Abstract

This article addresses the growing problems of space debris elevating the increased risk of orbital collisions as well as the difficulty of accurate space situational awareness, especially with regard to smaller space debris. These problems of space situational awareness (SSA) and space traffic management (STM) will become more acute as perhaps as many as twenty thousand new satellites are deployed in low Earth orbit (LEO) as part of new large scale constellations. This problem will grow as these LEO satellites need to be replaced within a cycle of perhaps every five to seven years . Many believe that there is now a need for space traffic management (STM) capabilities to cope with all these issues. There are no specific agreements, however, on how space traffic management might be systematically accomplished at the international level. The good news is that the Working Group on the Long Term Sustainability of Outer Space Activities (LTSOSA) and COPUOS agreed to 21 new guidelines relating to the longer term sustainability of space and which help to establish a foundation for future efforts to create a process that could aid future space traffic control processes.

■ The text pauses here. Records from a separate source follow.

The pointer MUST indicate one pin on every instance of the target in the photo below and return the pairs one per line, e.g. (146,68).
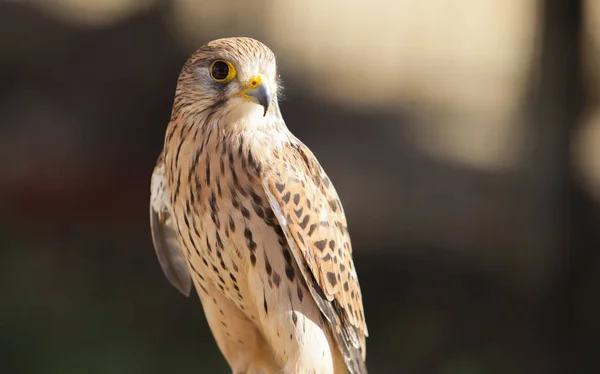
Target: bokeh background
(463,138)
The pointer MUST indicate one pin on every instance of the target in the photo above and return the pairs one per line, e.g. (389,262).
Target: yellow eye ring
(222,71)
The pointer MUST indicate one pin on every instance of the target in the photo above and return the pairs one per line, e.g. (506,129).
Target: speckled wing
(311,215)
(170,255)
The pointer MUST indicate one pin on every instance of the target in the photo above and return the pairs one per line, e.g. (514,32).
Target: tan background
(463,137)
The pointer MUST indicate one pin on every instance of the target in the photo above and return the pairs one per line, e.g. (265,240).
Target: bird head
(237,76)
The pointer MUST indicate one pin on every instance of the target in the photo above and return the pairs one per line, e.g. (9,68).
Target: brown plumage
(243,210)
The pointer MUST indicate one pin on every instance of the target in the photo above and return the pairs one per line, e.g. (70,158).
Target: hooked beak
(258,92)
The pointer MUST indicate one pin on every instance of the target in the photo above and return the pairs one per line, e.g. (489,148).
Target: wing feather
(164,237)
(312,218)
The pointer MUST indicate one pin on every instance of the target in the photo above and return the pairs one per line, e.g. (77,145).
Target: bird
(242,210)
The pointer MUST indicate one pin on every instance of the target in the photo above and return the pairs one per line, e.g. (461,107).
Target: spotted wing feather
(311,215)
(170,255)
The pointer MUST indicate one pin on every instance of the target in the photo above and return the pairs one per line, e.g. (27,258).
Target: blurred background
(463,138)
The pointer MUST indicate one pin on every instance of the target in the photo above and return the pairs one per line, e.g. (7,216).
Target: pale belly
(227,244)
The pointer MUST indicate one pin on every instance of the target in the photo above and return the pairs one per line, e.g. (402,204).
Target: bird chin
(247,111)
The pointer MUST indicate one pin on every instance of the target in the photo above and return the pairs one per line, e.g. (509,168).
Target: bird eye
(222,71)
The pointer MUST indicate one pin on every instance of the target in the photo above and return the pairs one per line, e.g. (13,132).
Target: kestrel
(243,210)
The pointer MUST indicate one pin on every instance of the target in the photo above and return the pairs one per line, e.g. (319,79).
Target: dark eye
(222,71)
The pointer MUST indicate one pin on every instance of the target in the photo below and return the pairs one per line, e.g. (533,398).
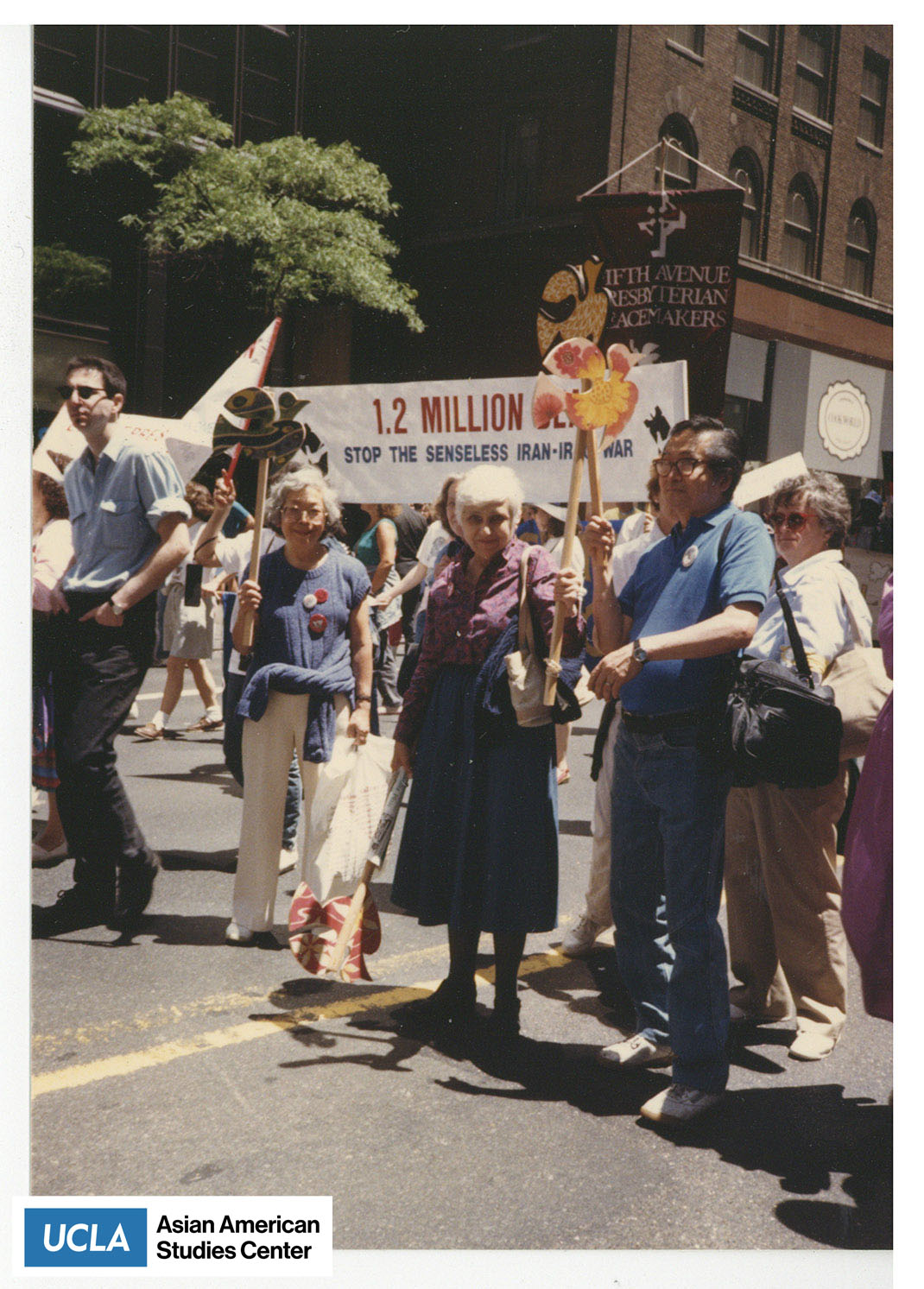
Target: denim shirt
(117,504)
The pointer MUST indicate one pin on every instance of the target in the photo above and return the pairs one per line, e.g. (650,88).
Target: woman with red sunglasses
(787,943)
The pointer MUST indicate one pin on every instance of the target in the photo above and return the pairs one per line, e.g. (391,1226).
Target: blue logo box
(86,1238)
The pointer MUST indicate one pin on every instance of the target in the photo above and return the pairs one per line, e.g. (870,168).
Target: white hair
(484,483)
(294,481)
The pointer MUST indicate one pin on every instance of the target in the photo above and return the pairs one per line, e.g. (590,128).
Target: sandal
(149,731)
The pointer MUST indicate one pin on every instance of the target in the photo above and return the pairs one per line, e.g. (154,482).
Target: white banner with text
(397,442)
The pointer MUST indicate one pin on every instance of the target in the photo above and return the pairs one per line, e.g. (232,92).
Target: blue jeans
(231,742)
(668,850)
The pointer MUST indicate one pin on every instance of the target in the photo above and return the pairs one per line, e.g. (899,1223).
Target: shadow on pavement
(803,1136)
(195,862)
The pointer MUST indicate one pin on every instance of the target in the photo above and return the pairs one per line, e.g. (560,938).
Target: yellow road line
(245,1032)
(47,1045)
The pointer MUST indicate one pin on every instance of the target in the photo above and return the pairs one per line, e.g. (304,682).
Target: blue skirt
(479,846)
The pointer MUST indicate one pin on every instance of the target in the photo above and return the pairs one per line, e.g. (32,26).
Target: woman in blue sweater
(308,681)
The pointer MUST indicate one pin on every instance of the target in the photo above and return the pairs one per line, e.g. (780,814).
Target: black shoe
(73,910)
(449,1004)
(505,1017)
(134,887)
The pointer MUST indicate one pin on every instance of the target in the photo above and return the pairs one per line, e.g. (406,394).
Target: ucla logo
(85,1238)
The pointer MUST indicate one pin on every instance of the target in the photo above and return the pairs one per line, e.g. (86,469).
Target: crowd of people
(655,607)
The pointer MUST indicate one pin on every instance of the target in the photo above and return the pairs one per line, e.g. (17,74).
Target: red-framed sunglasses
(793,522)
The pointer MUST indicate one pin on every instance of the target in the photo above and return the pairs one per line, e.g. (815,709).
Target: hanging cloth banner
(669,269)
(397,442)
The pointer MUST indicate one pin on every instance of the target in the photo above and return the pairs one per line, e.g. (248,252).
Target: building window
(518,167)
(136,65)
(66,60)
(688,38)
(754,57)
(813,71)
(801,227)
(204,60)
(745,170)
(871,128)
(267,83)
(861,249)
(680,172)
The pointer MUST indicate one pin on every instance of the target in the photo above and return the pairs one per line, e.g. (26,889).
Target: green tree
(65,281)
(303,221)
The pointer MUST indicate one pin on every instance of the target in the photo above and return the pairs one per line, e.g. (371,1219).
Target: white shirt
(52,552)
(432,543)
(819,591)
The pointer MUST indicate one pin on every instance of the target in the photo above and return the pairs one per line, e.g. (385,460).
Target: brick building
(487,137)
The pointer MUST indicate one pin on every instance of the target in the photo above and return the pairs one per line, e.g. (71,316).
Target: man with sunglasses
(693,598)
(128,517)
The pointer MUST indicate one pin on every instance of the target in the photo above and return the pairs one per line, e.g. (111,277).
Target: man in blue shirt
(128,515)
(693,601)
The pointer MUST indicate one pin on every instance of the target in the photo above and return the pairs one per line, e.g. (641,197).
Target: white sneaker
(236,935)
(580,940)
(680,1103)
(636,1051)
(811,1046)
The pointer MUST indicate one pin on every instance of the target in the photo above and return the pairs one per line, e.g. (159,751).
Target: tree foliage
(306,218)
(65,280)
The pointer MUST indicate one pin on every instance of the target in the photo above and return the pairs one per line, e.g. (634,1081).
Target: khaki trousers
(787,943)
(267,753)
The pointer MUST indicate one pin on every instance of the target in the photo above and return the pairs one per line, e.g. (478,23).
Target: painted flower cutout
(610,399)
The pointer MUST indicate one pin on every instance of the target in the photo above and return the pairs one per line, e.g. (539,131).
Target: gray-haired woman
(479,844)
(785,938)
(309,679)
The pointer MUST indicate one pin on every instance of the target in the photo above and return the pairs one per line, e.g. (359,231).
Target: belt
(643,723)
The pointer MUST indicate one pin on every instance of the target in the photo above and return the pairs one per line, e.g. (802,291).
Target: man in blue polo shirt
(693,598)
(128,526)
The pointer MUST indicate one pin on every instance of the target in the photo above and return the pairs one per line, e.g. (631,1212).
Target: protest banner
(397,442)
(668,275)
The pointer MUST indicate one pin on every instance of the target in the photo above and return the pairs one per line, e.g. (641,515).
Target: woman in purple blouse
(479,846)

Several key guidelines which were discussed extensively within the Working Group which could have aided the future prospects for traffic management, however, were not agreed before the Working Group adjourned in June 2018.This article also highlights the problem of space traffic management in near-space or ‘protospace’. These concerns grow as there is more activity in the stratosphere due to deployment of high altitude platform systems, more launches through the stratospher to deploy satellite constellation, more de-orbit operations, and perhaps increased operation of spaceplanes and hypersonic transportation in these upper altitude areas not covered by current commercial air traffic management and control. This article not only addresses these types of issues in terms of safety concerns and increased risks, but also suggests new and innovative ways that these concerns might be addressed through regulatory reforms and codification of best practices. These proposals thus outline new ways forward and suggest reforms that could supplement the efforts of the UN Committee on the Peaceful Uses of Outer Space (COPUOS) in its efforts to address these safety and security concerns.